Surprisingly, NMR (Edrey et al., 2011) and South American hystricognaths (Opazo et al., 2004) are able to handle glucose in the absence of conventional insulin, suggesting that these animals have evolved compensatory mechanisms. In mammals, insulin is not secreted from the pancreas until after birth, and mice lacking insulin die a few days after birth due to acute diabetes mellitus (Duvillie et al., 1997). Until recently, it was unknown how glucose handling in the liver was achieved before birth. It has now been established that IGF2, which has high homology to insulin, is abundantly expressed in the fetal liver, and signals exclusively via the insulin receptor (IR) to maintain glycemia (Liang et al., 2010a). In most mammals, including mouse and rat, IGF2 expression is down-regulated after birth in liver; however, primates and guinea pig harbor residual IGF2 expression (Lui and Baron, 2013). We found that NMR and DMR also express IGF2 and its binding protein IGF2BP2 in liver (Figure 3B and Table S4). We hypothesize that autocrine/paracrine production of IGF2 in the liver substitutes for insulin, and may partly mediate a fetal-like mode of glucose handling in hystricognath rodents (Figure 3C).
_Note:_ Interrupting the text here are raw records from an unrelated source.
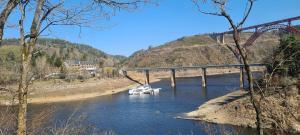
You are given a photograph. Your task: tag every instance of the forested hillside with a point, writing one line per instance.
(201, 50)
(50, 55)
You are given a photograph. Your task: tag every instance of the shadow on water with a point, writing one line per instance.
(153, 114)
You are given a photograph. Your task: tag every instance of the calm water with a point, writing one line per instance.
(138, 115)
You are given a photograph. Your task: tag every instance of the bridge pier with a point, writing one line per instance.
(204, 77)
(147, 77)
(242, 82)
(173, 78)
(222, 39)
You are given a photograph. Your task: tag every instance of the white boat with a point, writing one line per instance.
(143, 89)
Reduced levels of insulin are observed during calorie restriction and inhibition of the growth hormone/IGF1 axis, two manipulations that extend lifespan in various species (Blagosklonny, 2012). Interestingly, molecular innovations of this axis may contribute to the lifespan of the long-lived Brandt's bat Seim et al., 2013). In addition to induction of IGF2 expression in the NMR and DMR liver, we observed differential expression of genes associated with insulin signaling: decreased IGF1 and insulin induced gene 2 (INSIG2) and increased IGF1R and resistin (RETN) (Table S4). Taken together, a less bioactive insulin and altered downstream signaling may partly explain the enhanced longevity of African mole rats, and possibly other hystricognaths (e.g., porcupine, guinea pig). Our findings support the hypothesis that hystricognath rodents have evolved a distinct insulin peptide.

Cancer resistance

Studies of the NMR (Liang et al., 2010b; Manov et al., 2013; Seluanov et al., 2008; Seluanov et al., 2009), and the distantly (~70 million years) related blind mole rat (Gorbunova et al., 2012; Nasser et al., 2009; Manov et al., 2013), suggest that many species of long-lived mole rats are resistant to cancer and, even if they do develop pathology, present a milder phenotype in comparison to short-lived rodents (e.g. mouse) (Azpurua and Seluanov, 2012; de Magalhaes, 2013).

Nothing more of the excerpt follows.